Ross Aortic Valve Procedure: Indications
The Ross procedure is primarily indicated for younger patients with appropriate anatomy and tissue characteristics for whom anticoagulation is either contraindicated or undesirable, and should be performed only at Comprehensive Valve Centers by surgeons experienced in this procedure. 1
What is the Ross Procedure?
The Ross procedure is a complex operation involving:
- Replacement of the aortic valve with the patient's own pulmonic valve (pulmonary autograft)
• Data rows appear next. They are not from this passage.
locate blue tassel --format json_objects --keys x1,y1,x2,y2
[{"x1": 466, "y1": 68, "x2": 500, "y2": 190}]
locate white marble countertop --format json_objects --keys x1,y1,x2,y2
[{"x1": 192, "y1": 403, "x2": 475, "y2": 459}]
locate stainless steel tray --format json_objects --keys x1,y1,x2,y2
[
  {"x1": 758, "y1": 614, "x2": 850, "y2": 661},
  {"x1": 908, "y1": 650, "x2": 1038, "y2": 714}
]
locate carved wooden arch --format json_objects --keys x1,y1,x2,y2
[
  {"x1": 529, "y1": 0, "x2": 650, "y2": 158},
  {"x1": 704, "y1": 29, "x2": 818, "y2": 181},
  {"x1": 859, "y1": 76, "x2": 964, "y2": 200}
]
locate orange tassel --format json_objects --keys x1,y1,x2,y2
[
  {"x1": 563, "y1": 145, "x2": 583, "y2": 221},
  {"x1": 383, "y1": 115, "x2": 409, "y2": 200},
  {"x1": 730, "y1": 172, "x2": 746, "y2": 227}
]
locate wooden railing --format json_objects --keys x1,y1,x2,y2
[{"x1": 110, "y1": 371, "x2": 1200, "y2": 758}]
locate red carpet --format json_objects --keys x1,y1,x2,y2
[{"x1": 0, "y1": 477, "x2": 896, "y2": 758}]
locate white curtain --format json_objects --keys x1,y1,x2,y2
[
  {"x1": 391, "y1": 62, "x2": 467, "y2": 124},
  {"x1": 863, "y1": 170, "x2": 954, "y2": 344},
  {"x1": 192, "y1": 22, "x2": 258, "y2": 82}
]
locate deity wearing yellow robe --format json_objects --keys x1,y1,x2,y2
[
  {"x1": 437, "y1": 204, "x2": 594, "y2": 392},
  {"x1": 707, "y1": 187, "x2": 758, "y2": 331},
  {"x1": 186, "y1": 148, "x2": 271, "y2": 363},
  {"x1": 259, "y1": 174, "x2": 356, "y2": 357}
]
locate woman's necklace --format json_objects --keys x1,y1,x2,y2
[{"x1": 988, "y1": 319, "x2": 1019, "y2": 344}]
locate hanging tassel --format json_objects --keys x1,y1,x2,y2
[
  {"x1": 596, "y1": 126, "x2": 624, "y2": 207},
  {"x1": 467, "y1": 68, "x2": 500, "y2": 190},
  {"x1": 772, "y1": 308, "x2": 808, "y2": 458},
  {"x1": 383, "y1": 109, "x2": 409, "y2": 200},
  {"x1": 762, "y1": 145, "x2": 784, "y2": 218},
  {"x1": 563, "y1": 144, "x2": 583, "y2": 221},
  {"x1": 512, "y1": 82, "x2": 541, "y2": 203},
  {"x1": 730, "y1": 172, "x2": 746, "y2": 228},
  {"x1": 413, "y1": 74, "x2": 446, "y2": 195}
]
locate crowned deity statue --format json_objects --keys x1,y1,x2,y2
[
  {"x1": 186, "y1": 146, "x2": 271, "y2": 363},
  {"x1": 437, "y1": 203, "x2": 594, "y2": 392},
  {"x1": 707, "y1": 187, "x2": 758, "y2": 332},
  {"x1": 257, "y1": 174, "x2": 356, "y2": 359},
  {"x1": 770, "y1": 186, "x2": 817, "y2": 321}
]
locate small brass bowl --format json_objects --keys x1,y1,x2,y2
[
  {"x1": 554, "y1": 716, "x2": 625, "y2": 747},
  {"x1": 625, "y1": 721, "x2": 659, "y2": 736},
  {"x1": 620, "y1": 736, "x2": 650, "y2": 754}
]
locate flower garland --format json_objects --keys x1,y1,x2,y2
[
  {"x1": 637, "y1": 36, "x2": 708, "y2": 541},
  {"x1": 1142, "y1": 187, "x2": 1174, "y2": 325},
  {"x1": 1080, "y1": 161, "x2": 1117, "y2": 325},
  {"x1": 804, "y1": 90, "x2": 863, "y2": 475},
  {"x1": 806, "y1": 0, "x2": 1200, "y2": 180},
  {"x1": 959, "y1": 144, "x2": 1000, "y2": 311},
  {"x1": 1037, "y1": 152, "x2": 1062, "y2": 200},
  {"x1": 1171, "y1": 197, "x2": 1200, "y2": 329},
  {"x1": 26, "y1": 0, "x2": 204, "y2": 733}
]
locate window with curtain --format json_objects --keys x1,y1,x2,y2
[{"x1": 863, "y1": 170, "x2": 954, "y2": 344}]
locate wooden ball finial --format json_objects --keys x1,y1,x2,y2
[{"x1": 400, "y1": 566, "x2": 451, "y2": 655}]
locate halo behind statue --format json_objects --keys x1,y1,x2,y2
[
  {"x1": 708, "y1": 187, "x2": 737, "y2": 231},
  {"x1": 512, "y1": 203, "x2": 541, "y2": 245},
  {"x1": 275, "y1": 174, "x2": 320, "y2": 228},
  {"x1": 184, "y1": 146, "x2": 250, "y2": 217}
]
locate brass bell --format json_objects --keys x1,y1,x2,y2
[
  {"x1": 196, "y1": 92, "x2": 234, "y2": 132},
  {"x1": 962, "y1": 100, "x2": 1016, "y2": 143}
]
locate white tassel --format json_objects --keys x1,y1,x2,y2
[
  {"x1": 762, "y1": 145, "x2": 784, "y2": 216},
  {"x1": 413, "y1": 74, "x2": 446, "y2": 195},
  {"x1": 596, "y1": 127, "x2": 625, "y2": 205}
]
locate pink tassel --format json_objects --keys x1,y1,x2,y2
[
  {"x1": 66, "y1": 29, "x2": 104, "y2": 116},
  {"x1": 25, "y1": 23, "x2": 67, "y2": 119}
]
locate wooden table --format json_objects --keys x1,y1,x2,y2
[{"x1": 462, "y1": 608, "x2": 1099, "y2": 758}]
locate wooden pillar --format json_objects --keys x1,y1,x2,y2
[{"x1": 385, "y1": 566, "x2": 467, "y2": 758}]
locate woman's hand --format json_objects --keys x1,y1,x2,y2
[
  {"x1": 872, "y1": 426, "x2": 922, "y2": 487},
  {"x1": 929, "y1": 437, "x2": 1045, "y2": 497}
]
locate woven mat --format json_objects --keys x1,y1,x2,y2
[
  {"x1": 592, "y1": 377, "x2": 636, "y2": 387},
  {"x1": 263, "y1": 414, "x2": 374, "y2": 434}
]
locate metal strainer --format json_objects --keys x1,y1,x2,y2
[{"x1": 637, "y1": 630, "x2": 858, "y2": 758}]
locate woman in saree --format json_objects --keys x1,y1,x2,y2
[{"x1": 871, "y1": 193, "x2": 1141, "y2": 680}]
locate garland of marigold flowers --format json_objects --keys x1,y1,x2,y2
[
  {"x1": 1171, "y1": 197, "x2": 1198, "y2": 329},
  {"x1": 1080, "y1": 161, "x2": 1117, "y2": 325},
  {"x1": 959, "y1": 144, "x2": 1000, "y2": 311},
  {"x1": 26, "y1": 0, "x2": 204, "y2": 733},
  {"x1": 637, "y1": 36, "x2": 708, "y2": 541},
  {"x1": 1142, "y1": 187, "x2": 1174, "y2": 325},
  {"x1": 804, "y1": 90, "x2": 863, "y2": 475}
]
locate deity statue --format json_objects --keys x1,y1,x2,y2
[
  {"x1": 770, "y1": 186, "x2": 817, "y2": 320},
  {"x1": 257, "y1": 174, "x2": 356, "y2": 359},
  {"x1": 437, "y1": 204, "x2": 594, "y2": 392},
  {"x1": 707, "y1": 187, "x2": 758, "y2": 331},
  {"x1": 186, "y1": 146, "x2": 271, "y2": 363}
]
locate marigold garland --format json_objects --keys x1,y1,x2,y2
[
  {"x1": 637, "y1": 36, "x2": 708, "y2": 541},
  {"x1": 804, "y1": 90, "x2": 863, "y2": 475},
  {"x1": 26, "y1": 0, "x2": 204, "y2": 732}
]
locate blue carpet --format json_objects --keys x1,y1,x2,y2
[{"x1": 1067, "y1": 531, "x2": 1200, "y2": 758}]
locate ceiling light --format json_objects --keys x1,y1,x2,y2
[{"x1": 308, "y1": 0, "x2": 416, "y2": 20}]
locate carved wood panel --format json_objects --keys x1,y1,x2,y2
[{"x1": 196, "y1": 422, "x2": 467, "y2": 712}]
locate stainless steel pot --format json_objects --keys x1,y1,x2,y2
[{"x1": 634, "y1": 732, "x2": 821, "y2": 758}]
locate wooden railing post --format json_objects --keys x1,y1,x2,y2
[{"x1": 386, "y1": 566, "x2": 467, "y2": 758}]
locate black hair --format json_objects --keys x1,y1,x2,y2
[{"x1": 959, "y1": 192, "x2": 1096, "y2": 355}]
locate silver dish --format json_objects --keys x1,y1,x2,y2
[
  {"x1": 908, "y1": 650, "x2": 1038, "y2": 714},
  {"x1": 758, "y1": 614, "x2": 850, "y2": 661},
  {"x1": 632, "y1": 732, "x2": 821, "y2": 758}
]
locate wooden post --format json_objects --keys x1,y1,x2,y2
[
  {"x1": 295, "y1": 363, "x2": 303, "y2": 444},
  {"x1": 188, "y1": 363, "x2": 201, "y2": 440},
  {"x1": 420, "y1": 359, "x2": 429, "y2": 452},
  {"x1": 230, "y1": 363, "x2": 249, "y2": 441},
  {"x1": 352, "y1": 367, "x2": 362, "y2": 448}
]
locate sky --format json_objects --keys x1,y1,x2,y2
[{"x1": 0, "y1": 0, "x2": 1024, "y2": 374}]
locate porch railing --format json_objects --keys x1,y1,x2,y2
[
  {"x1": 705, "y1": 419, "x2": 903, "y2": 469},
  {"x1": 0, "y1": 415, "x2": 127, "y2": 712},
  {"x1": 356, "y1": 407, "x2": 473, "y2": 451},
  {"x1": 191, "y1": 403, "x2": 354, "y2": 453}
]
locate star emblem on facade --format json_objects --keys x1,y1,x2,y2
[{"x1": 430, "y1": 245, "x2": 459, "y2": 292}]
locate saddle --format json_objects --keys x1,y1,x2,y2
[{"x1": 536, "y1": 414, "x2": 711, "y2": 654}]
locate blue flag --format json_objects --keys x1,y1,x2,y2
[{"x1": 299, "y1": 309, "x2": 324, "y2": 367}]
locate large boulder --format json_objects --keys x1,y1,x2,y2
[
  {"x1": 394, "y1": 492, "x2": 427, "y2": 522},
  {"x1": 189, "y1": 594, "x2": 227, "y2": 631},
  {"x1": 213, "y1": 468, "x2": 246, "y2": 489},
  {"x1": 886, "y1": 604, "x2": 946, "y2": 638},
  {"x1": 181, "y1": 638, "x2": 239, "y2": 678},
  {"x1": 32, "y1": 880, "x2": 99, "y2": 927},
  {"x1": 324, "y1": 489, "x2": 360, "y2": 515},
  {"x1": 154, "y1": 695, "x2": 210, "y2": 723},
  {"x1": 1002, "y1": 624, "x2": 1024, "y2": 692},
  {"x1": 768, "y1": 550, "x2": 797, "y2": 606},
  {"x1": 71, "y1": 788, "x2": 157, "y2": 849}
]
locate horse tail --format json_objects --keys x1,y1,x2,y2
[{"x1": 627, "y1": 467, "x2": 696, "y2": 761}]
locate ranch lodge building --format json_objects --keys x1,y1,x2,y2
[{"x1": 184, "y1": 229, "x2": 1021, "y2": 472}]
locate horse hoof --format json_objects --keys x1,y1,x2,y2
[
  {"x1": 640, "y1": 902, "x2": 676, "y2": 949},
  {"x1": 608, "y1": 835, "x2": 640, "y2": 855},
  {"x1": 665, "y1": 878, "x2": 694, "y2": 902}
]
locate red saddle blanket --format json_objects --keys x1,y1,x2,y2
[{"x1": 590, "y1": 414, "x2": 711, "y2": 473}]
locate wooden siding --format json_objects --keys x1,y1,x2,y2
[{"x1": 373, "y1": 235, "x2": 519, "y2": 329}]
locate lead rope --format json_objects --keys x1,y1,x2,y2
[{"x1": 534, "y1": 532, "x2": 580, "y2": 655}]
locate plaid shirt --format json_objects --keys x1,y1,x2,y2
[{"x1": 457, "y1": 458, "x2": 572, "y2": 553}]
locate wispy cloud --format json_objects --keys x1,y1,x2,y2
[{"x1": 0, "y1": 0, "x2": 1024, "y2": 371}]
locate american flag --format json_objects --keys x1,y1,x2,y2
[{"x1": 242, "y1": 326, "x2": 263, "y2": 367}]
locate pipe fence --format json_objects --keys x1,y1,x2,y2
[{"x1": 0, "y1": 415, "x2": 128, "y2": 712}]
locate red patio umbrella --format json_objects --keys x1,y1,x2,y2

- Placement of a pulmonic valve homograft to replace the harvested pulmonary valve
Primary Indications
Patient Characteristics
- Young patients (typically <65 years) 1
- Patients with congenital aortic valve disease 2
- Patients with contraindications to anticoagulation 1
- Women of childbearing age considering pregnancy 1, 3
- Physically active individuals 3
Clinical Scenarios
Aortic Stenosis or Regurgitation requiring intervention:
- Particularly in young patients with bicuspid aortic valve disease
- When other valve repair techniques are not feasible
Active Aortic Valve Endocarditis:
- The Ross procedure has shown good resistance to infection
- Long-term freedom from recurrent endocarditis (89.4% at 10 years) 4
Specific Situations:
- When a mechanical valve is indicated but anticoagulation must be avoided
- When a bioprosthetic valve would deteriorate too rapidly due to young age
Benefits of the Ross Procedure
- Excellent hemodynamics with normal valve function 2
- Avoidance of lifelong anticoagulation 1
- Growth potential in children 2, 5
- Restoration of long-term survival equivalent to age-matched healthy population 3
- Superior durability compared to bioprosthetic valves in young patients 6
Limitations and Considerations
- Technically demanding procedure 1
- Creates "double valve disease" (both aortic and pulmonary valves are affected) 5
- Risk of neoaortic valve regurgitation in the second decade after operation 1
- At least half of pulmonic homograft valves require reintervention within 10-20 years 1
- Higher risk of reoperation in very young children (≤2 years) 5
Patient Selection Algorithm
Age Assessment:
Valve Pathology:
Anticoagulation Status:
Surgical Expertise:
- Must be performed at Comprehensive Valve Centers 1
- By surgeons with specific experience in this procedure
Common Pitfalls to Avoid
Patient Selection Errors:
- Performing the Ross procedure in older patients where conventional SAVR or TAVR would be more appropriate
- Underestimating the technical complexity in centers with limited experience
Surgical Considerations:
- Failure to recognize unfavorable anatomy that could complicate the procedure
- Inadequate assessment of pulmonary valve suitability for autograft
Follow-up Issues:
- Insufficient long-term monitoring of both the autograft and homograft
- Delayed recognition of valve degeneration
Long-term Follow-up Requirements
- Lifelong cardiology follow-up is mandatory 1
- Regular echocardiographic assessment of both aortic and pulmonary positions
- Monitoring for autograft dilation and regurgitation
- Surveillance of the pulmonary homograft for stenosis or regurgitation
Despite the expanding evidence demonstrating long-term superiority over conventional prosthetic AVR in appropriately selected patients, the Ross operation remains underused and should be considered more frequently for young patients with aortic valve disease 3.